Regarding policies, the central bank influences the exchange rate through interest rate adjustments, foreign exchange interventions, and liquidity management. This combination has a profound impact on the RMB trend. Plus, the daily published midpoint rate by the People’s Bank of China also acts as a “benchmark,” playing a very important role in stabilizing the exchange rate. Historically, when the central bank launched a loosening cycle in 2014, the RMB appreciated from 6 to 7.4, demonstrating the power of monetary policy.

Currently, China’s economy is steadily recovering, with GDP growth of 5.0% in the first quarter, exceeding expectations and reversing the lows at the end of last year, indicating ongoing structural optimization. Although the US dollar temporarily rebounded due to Middle East tensions, it is now weakening again. The US-Iran agreement is still undecided, and the dollar index is fluctuating narrowly around 98.

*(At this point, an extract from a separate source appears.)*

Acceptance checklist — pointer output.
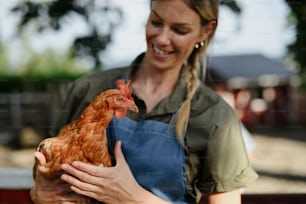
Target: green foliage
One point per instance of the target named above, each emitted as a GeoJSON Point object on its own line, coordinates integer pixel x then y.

As for the future of RMB exchange rate analysis, major institutions like Goldman Sachs and HSBC are quite optimistic. Goldman Sachs maintains a target of 6.70, believing the RMB is still about 22% undervalued; HSBC sets its year-end target at 6.75. But I personally think that in the short term, the RMB is unlikely to continue rising unilaterally. The central bank’s signals of cooling are already clear, and with the second quarter typically being a peak period for corporate forex purchases, the exchange rate is more likely to fluctuate within a range, estimated between 6.83 and 6.92, with even the possibility of slight retracements.

For investors with long-term holding needs or those looking to hedge against USD risk, there is indeed some value in current allocations. But blindly chasing highs is unwise; a phased approach with proper stop-loss and take-profit strategies is recommended, along with close attention to the central bank’s midpoint rate and subsequent trade data.

To judge the future trend of RMB exchange rate analysis, I believe the core still depends on four directions: first, the monetary policy stance of the central bank, which directly affects money supply; second, China’s economic data—GDP, PMI, CPI—these indicators reflect economic vitality and influence foreign capital inflows; third, the US dollar trend, as Federal Reserve policies are often key; fourth, the official stance on the exchange rate, since the RMB has a special midpoint mechanism, and policy guidance cannot be underestimated.

Looking at a five-year trend reveals patterns. During the pandemic, the RMB appreciated significantly; from 2020 to 2022, it mostly stayed below 7. During the post-pandemic period, it depreciated for three years until last year when it re-entered an appreciation channel. If this trend continues, based on historical similar cycles, it could last a long time—possibly ten years. Although there will be short-term fluctuations due to dollar volatility and geopolitical events, the overall direction should still be upward.

Offshore RMB (CNH) performance is even more worth noting because it trades more freely in international markets, with larger volatility, better reflecting global market sentiment. As of early May, CNH fluctuated between 6.82 and 6.95, appreciating over 1,400 basis points since the start of the year, also hitting a near three-year high. This indicates that market confidence in the RMB is indeed recovering.

In summary, the logic behind RMB exchange rate analysis remains relatively clear. As long as these macro factors are grasped, the general direction can be judged. The forex market has huge trading volume, allows for two-way trading, and the data is transparent and publicly available, making it relatively fair for investors. Now is not the time for blindly chasing highs, but neither should one completely miss opportunities. A phased approach with risk control is the right way.